If true, the company's involvement would point to a much deeper connection between the company and the spy agency than has been previously disclosed. And it would raise concerns over the legalities of involving contractors in the most sensitive intelligence operations conducted by the U.S. government.
One former CIA officer stationed in Baghdad in 2004 said that during his tenure in Iraq, Blackwater employees did not accompany CIA officials when they conducted insurgent raids, which were led by Delta Force or the Navy Seals. The former officer confirmed that during that period Blackwater protected the agency's office and chief of station.

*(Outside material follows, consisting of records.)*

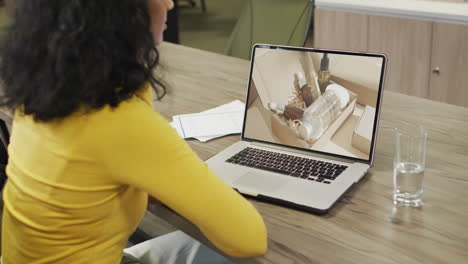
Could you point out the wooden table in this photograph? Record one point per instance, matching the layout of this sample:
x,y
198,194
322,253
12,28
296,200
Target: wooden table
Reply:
x,y
364,227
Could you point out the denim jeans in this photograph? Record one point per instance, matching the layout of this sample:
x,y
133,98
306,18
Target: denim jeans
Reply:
x,y
173,248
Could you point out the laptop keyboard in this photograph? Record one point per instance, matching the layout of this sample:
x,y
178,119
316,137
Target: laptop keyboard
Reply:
x,y
313,170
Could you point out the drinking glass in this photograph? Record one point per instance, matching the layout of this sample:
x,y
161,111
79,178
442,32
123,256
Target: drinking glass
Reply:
x,y
409,164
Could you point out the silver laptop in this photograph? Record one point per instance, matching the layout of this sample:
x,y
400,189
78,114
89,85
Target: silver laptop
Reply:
x,y
310,126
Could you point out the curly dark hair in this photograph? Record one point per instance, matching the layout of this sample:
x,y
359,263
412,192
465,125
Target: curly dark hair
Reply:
x,y
60,55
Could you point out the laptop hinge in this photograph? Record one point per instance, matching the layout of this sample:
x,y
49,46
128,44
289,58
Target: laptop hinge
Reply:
x,y
292,150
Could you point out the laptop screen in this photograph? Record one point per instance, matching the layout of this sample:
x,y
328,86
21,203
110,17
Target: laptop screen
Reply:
x,y
316,100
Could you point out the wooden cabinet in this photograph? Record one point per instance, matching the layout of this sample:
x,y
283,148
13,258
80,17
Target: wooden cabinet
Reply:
x,y
426,59
407,43
449,64
340,30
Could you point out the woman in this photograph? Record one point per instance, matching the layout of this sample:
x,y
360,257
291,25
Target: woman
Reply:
x,y
87,148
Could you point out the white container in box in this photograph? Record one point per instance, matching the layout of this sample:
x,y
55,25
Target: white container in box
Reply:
x,y
280,89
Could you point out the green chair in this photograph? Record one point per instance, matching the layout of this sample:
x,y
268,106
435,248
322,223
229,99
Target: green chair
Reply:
x,y
282,22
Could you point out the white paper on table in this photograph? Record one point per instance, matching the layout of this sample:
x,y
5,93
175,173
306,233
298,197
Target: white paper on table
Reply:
x,y
232,107
211,124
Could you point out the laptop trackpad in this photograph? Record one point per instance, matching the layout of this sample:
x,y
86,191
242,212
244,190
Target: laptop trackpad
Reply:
x,y
256,183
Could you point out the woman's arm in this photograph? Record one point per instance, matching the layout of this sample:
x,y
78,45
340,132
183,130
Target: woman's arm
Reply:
x,y
141,149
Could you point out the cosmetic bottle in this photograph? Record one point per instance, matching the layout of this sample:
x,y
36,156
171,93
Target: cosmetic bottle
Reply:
x,y
324,73
309,93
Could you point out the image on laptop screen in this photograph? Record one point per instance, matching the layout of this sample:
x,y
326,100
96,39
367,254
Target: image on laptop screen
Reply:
x,y
314,100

The former intelligence officer said special operations forces carried out the captures, with CIA officers gathering intelligence at the scene afterward. He spoke on condition of anonymity because he was not authorized to discuss Blackwater's role.
The House Intelligence Committee is still probing at least five incidents in which Congress believes it may have been deliberately misled or kept in the dark about significant intelligence programs.
One of those included a contract with Blackwater founder Erik Prince to target al-Qaida figures, a program the CIA says never became operational. Panetta informed Congress about the program in June, a day after terminating the eight-year on-again, off-again effort.
Rep. Jan Schakowsky, D-Ill., an outspoken critic of Blackwater, is heading one part of the committee's probe.
"I have long opposed the outsourcing of inherently governmental responsibilities to for-profit companies who are outside the official chain of command, especially Blackwater (Xe)," she said. "What appears to be a deep relationship between Blackwater and the CIA should cause all Americans to take pause. It is extremely dangerous for the U.S. to become dependent on private contractors for military or intelligence operations."
As of August 2008, more than a quarter of the U.S. intelligence agencies' employees were outside contractors, hired to fill in gaps in the military and civilian work force.
Associated Press writer Lolita C. Baldor contributed to this report. Goldman reported from New York.